There is your Bible to help you to fill up your hour. And once you have begun, really, to read your Bible–one hour each night will be far too short. You will forget hours and everything else many a night over your Bible–once you have begun to read it to yourself alone. The Psalms, for instance. The best of the autobiographic and experimental Psalms were written late at night, and when the Psalmists were alone with God. And as they were written, so they must be read.

Take your Bible, then, to help carry you through your hour of prayer. And as you sit down, say: “Come, my Lord: for I have an hour free tonight for Thee, and for my own soul.” And I will promise you that you also will soon have proved it true, “My soul shall be satisfied as with marrow and fatness: and my mouth shall praise Thee with joyful lips, when I remember Thee upon my bed, and meditate on Thee in the night watches.”

Then again, there is this well-approved way of filling up the hour, and of giving an intense interest to it:

“Let not sleep come upon thy languid eyes,
Before each daily action thou hast scanned.
What done; what left undone; what done amiss,
From first to last examine all; and then,
Blame what is wrong; in what is right rejoice.”

Now if Pythagoras, a pagan philosopher, whose lot was cast by God’s providence five centuries before Christ, practiced that self-scrutiny for an hour every night, and taught the devout habit to all his disciples, what manner of person in that matter ought we to be? And Xenocrates also, Diogenes tells us, used to meditate with himself several times a day, and always allotted one hour of each night to silence.

There is one class of people among us who should have no difficulty in filling up their one hour every night of watching and prayer. “Hast thou considered my servant Job?”–the Hearer of prayer asks all fathers and mothers among us. For when Job’s sons and daughters were invited out to a supper, did Job go to sleep, do you suppose, at his usual hour, and with his usual repose of mind? Far from that. What do we find written concerning Job? As soon as Job’s children had started off in their high spirits, their old father that moment went out to his flock, and took a lamb according to the number of his sons and daughters, and offered sacrifice for them all to God. “For who knows,” he said, “what temptations my children may meet with before they return home?” And then he sprinkled the atoning blood in the direction of the house of feasting, and ceased not from his intercessions till he saw his children home.

And not on their nights of late hours only, but every night, as our children grow up around us, what a privilege, what an absolute necessity, it is for a father and a mother to have an hour set apart in which to reflect, and to plan, and to pray, concerning their children. You might do this, my friends, an hour every night. How many children has God given you to bring up for Him? You might take Susanna Wesley’s way. She read and prayed both “with and for” her whole family, an hour each night. When they were old enough, they shared their mother’s work among the younger children. You might begin to do something like that; and who can tell how God would pay you your wages?

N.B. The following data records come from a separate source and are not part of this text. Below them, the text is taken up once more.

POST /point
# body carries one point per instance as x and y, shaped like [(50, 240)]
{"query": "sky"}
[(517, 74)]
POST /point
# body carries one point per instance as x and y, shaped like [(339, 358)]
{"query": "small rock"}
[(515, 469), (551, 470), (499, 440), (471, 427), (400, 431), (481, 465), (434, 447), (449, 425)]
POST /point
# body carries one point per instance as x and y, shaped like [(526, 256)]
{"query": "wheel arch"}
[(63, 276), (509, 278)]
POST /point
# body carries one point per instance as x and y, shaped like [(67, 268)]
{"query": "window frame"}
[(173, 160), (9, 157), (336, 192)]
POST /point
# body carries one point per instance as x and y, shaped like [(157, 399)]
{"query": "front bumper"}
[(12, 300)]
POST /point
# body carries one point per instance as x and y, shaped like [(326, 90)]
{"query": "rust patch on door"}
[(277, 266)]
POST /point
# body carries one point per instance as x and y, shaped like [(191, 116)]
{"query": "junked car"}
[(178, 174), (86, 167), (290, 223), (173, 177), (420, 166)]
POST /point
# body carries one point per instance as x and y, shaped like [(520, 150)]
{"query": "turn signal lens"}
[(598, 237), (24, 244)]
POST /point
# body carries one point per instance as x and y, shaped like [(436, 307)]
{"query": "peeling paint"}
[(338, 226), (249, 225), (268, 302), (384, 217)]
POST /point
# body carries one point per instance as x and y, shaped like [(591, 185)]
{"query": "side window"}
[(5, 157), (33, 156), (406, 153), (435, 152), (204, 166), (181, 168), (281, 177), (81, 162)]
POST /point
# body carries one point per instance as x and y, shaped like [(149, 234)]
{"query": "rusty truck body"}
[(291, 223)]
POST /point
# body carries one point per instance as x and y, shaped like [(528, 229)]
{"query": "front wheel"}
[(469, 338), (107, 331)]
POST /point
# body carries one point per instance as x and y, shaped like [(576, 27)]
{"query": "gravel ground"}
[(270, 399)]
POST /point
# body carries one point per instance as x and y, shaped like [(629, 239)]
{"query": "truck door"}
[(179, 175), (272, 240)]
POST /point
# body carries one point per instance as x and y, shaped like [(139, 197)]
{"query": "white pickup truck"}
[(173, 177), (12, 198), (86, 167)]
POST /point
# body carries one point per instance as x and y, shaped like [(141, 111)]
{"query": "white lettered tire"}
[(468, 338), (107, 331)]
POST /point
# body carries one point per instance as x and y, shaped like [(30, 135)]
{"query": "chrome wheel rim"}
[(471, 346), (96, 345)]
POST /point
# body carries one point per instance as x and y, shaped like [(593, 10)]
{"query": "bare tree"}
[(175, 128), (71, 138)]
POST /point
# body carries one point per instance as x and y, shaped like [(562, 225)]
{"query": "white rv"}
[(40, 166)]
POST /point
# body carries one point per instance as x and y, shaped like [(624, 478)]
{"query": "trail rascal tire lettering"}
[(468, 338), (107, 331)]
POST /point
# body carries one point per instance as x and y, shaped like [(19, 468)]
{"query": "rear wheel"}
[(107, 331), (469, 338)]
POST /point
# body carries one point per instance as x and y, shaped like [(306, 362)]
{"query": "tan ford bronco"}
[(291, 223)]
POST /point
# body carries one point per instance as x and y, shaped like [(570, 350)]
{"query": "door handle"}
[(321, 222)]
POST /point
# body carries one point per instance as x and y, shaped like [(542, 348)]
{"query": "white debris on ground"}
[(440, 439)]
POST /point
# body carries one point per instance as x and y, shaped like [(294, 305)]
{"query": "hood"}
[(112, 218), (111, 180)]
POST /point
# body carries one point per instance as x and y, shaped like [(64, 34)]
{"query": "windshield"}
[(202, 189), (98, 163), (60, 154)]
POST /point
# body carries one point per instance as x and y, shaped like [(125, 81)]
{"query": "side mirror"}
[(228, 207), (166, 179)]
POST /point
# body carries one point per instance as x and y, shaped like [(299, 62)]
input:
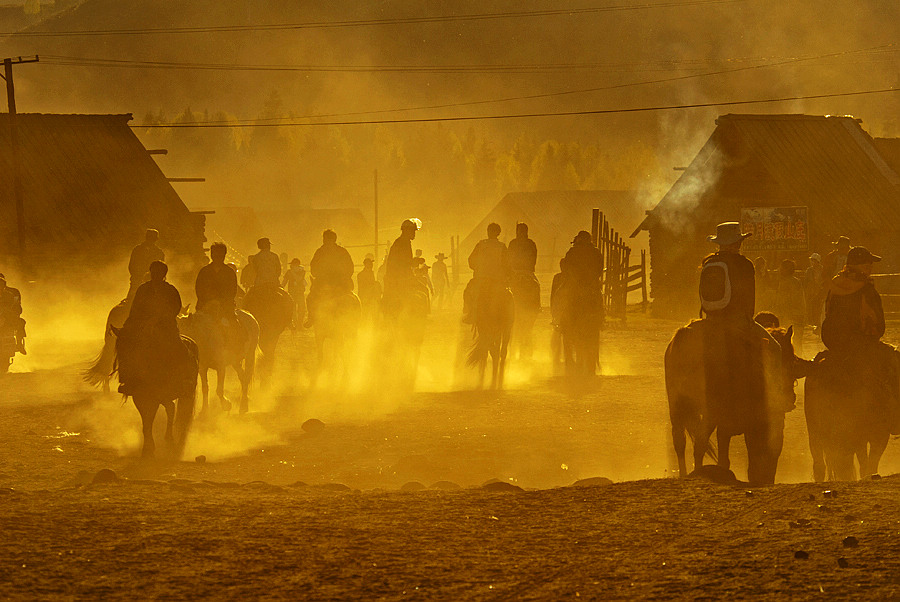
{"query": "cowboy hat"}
[(861, 256), (728, 233)]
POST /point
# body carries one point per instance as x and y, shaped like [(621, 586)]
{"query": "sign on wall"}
[(775, 228)]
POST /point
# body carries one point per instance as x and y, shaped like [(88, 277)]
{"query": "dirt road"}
[(276, 511)]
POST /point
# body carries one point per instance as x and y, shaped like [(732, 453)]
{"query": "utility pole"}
[(376, 216), (14, 150)]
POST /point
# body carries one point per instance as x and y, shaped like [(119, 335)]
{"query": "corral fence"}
[(620, 277)]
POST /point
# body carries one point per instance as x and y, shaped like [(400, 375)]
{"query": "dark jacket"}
[(853, 312), (398, 274), (141, 257), (216, 281), (584, 264), (156, 305), (10, 306), (742, 276), (522, 254), (490, 261), (332, 266)]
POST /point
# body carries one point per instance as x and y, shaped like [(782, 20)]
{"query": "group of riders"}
[(851, 329), (156, 304)]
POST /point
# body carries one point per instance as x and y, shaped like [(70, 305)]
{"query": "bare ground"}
[(278, 512)]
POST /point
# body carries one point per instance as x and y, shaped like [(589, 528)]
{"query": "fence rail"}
[(619, 276)]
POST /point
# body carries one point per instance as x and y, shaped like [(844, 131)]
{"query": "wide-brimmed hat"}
[(861, 256), (582, 235), (728, 233)]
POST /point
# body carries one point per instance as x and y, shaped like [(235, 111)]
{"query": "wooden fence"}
[(619, 276)]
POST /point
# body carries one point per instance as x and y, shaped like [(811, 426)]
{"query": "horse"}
[(848, 407), (337, 321), (158, 388), (216, 353), (526, 293), (273, 309), (751, 391), (493, 323), (99, 372), (579, 313), (402, 333)]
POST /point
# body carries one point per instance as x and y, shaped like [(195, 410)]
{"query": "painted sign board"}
[(775, 228)]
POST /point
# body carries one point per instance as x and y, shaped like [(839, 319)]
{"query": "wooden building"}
[(796, 181), (89, 191)]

The hour may hang heavy on other people’s hands. It cannot possibly hang heavy on a parent’s hands. Go over, towards God, the things in your children that are causing you anxiety. The things that, if they go on, will yet bring down your gray hairs with sorrow to the grave. As also, go over the things in yourself, that are destroying your influence with your children. “I will behave myself,” said the Psalmist, “wisely in a perfect way. O when wilt Thou come to me? And I will walk within my house with a perfect heart.”

Whoever you are–parent or child, old or young, sinner or saint–give yourself to prayer. Let no distaste for prayer turn you away from it. Let no want of practice, let no difficulty in it, make you give it up in despair. Let no greatness of sin, or frequency of sin, frighten you away from the Throne of Grace.

Begin tonight: and never, on any account, give it up. Whatever else you do, or do not do–in God’s name I beseech you to pray. Pray, and you will pray yourself into a life of pardon and holiness, till you pray yourself into heaven itself. Yes, begin tonight. Try one week of it, and then judge for yourselves.